Peter Allen, chief marketing officer for the management consulting company TPI, said he already spent 80 percent of his flights using his laptop - often catching up on e-mail and waiting for an Internet connection upon landing to transmit those messages.
Robert Tas, chief executive of the online advertising company Active Athlete Media Inc., said he usually wound up reading printouts of articles, reports and other items he could read online. And, if he had Web access, he could dig deeper into items of interest.
"Reading time is still important," Tas said. "Having the Internet would allow me to do it more efficiently."
Frequent travelers said catching up with e-mail in the air freed up their time at their destination - in the hotel or back home with family.
"If I ended up feeling bad about it and resenting it, I would turn off my computer," said Andy Halliday, chief executive of the collaborative tribute site Tribbit.com. "It's still a choice. Right now, you don't have that choice."

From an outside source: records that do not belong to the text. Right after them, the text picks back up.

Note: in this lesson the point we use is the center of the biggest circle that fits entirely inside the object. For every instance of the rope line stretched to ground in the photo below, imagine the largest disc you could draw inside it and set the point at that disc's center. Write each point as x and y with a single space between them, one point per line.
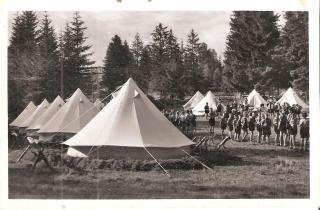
204 165
158 163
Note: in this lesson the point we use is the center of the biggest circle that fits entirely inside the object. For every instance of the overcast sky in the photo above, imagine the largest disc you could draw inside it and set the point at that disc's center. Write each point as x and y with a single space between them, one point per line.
212 26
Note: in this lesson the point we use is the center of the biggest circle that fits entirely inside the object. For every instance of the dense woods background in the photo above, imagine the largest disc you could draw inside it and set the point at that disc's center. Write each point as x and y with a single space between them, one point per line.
259 54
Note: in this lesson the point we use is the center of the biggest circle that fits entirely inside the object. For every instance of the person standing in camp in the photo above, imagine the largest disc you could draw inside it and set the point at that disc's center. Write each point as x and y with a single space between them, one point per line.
283 129
244 126
259 127
223 124
237 127
276 128
266 129
193 120
304 131
252 122
206 110
293 129
212 121
219 109
230 124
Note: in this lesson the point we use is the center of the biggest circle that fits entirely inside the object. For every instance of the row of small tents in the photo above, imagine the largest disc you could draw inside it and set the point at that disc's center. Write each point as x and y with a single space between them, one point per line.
198 101
129 126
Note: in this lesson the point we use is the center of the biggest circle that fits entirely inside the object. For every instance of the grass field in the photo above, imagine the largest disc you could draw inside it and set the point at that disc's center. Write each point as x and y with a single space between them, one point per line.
242 170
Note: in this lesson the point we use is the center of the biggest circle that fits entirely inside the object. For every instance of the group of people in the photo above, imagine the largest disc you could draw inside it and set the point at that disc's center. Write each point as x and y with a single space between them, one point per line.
239 121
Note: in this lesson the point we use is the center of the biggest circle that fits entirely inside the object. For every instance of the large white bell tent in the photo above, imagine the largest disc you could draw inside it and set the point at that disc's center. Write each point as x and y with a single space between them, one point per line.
291 97
255 99
36 114
99 104
71 118
129 127
193 101
209 98
27 112
46 116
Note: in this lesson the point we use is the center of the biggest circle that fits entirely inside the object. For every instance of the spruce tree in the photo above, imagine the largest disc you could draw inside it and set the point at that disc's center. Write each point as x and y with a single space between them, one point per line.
50 56
76 57
253 35
115 69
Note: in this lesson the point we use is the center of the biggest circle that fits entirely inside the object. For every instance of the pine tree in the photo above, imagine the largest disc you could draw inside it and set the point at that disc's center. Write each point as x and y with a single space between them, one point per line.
24 62
194 74
159 57
252 37
137 48
115 65
50 56
295 50
76 58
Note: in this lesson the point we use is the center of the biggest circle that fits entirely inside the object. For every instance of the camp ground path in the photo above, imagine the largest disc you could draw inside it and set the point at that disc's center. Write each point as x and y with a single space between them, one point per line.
242 170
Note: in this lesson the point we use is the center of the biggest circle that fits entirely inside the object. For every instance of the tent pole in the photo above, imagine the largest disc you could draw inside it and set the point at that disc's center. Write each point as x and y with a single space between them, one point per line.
204 165
158 163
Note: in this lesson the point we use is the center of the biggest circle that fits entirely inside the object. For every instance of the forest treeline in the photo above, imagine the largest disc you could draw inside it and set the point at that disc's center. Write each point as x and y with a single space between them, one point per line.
258 54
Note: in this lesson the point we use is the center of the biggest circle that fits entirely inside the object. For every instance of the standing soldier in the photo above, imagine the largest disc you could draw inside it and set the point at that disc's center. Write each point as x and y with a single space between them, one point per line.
212 121
304 131
252 122
230 124
223 123
283 129
244 125
206 110
276 128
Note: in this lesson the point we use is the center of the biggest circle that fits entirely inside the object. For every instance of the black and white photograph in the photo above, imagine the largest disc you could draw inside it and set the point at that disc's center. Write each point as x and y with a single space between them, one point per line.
157 104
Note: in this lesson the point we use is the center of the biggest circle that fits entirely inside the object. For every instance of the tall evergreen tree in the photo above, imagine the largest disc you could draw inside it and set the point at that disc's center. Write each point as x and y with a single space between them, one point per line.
291 56
137 49
76 57
50 56
24 62
249 45
194 74
115 69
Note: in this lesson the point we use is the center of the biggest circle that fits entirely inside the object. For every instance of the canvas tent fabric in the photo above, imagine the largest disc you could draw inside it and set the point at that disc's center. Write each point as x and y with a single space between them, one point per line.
126 126
291 97
72 116
27 112
255 99
46 116
209 98
36 114
99 104
196 98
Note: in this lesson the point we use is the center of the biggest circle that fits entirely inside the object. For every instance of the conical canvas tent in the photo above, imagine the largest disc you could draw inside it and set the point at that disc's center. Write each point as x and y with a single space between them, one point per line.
27 112
196 98
291 97
36 114
129 126
46 116
210 99
71 118
99 104
255 99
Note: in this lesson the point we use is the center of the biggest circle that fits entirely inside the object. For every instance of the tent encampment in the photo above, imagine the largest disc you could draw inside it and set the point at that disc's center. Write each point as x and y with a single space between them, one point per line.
210 99
71 118
193 101
255 99
46 116
291 97
36 114
129 127
27 112
99 104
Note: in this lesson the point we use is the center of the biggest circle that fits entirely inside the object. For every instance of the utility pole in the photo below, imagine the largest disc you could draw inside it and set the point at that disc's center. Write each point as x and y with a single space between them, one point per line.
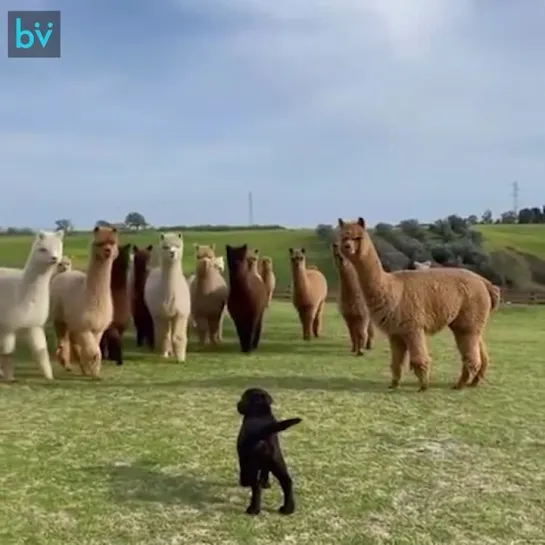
250 209
515 198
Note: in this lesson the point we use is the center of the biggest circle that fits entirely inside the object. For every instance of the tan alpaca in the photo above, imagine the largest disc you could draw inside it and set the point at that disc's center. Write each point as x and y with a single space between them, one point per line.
309 293
409 305
81 304
351 304
208 299
253 260
267 274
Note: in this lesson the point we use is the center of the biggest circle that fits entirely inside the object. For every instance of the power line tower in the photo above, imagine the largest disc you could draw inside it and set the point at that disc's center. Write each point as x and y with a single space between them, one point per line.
515 197
250 208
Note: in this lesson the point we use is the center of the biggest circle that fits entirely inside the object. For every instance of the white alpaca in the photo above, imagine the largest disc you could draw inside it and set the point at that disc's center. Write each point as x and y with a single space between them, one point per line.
24 302
166 294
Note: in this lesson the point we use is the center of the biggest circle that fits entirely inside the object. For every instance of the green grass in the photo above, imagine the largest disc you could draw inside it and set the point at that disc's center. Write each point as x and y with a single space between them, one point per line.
524 238
147 456
14 249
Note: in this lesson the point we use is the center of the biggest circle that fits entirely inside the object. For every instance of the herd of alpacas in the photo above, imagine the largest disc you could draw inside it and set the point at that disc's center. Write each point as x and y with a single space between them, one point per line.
90 310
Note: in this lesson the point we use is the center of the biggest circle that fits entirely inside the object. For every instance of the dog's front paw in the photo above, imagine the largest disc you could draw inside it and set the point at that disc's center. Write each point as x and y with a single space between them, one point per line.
287 509
253 510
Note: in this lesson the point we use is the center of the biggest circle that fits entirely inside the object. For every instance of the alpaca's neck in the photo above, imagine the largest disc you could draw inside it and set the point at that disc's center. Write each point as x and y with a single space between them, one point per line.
99 275
300 280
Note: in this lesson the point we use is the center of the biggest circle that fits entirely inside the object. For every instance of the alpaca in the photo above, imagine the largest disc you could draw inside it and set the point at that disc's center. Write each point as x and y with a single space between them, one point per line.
82 307
208 299
409 305
143 322
309 293
247 298
267 274
253 260
24 302
166 294
111 344
351 304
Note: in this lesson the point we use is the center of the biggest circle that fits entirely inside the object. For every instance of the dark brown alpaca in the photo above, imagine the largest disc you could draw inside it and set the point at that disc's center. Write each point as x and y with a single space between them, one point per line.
111 343
247 298
143 322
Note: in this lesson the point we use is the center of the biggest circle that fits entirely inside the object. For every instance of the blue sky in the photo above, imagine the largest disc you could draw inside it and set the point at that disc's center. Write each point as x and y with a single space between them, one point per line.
389 109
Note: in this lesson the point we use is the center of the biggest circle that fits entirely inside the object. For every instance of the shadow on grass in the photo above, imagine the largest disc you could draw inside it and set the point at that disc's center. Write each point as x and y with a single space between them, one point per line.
143 481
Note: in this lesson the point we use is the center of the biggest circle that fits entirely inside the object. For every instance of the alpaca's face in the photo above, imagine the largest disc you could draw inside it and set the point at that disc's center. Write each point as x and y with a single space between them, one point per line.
172 247
297 257
219 263
104 246
353 237
47 249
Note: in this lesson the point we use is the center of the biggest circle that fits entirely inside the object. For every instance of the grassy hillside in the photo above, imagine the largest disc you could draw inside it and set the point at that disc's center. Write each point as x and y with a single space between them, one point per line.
14 249
528 239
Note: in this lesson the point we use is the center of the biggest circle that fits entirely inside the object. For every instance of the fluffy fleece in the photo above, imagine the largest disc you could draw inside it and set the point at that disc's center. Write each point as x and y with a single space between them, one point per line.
247 299
253 261
167 296
82 307
309 292
208 299
139 271
267 274
111 344
24 302
409 305
351 304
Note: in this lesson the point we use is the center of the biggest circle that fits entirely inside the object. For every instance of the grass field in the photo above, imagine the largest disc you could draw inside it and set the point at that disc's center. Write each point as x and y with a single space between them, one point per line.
147 455
14 249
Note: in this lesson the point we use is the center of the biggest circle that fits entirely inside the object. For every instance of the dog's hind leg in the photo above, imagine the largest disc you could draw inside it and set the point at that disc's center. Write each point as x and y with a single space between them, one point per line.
280 471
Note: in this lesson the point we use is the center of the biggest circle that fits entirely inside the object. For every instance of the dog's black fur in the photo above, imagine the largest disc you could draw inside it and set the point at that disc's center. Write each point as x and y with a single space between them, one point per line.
259 451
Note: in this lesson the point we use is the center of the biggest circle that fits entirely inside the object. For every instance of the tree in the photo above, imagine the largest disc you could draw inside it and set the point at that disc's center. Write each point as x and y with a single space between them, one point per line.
64 225
136 220
487 216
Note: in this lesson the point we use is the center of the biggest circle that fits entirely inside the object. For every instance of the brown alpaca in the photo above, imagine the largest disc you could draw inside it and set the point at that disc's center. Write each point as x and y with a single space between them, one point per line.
352 306
309 293
143 322
208 299
267 275
409 305
81 304
253 260
111 344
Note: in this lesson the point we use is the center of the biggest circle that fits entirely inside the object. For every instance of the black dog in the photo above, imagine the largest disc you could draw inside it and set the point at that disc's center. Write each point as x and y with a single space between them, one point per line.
259 450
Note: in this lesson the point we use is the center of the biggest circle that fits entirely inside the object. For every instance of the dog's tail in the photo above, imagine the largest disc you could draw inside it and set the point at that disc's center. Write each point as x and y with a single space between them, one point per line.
269 429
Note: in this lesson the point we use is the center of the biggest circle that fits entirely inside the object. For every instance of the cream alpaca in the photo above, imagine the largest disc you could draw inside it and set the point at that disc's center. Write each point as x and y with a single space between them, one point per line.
409 305
309 293
81 304
167 297
24 302
267 274
208 299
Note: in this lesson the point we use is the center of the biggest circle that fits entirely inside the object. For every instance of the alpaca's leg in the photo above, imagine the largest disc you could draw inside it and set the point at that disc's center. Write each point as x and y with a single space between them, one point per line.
318 320
38 344
398 354
162 335
63 351
485 360
7 347
370 335
419 357
469 347
179 337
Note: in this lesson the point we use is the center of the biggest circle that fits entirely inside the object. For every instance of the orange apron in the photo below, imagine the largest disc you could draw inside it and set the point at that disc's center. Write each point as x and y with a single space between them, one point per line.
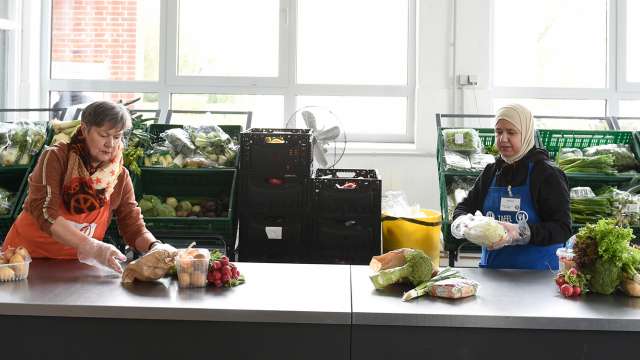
26 232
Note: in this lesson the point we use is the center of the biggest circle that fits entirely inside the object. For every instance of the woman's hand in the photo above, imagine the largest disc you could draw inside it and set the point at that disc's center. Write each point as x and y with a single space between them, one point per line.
99 254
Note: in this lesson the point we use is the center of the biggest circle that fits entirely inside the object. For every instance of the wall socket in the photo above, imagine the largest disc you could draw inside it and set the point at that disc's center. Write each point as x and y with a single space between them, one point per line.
467 80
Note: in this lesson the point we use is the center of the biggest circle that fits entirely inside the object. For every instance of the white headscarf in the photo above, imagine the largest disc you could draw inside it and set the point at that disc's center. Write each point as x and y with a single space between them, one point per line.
522 120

Jim Lanzone, chief executive of IAC/InterActiveCorp's search company Ask.com, spent a recent 10-hour flight from San Francisco to London reading magazines and Steve Martin's
Born Standing Up
. He watched television shows on his iPod, and had DVDs of
The Wire
TV show ready for his return flight.
Lanzone said he did not mind that Internet access would cut into all that.
"If I had something on deadline, I'm not going to be able to relax anyway," he said. "I can enjoy DVDs, music and books more because I'll be able to get things off my mind."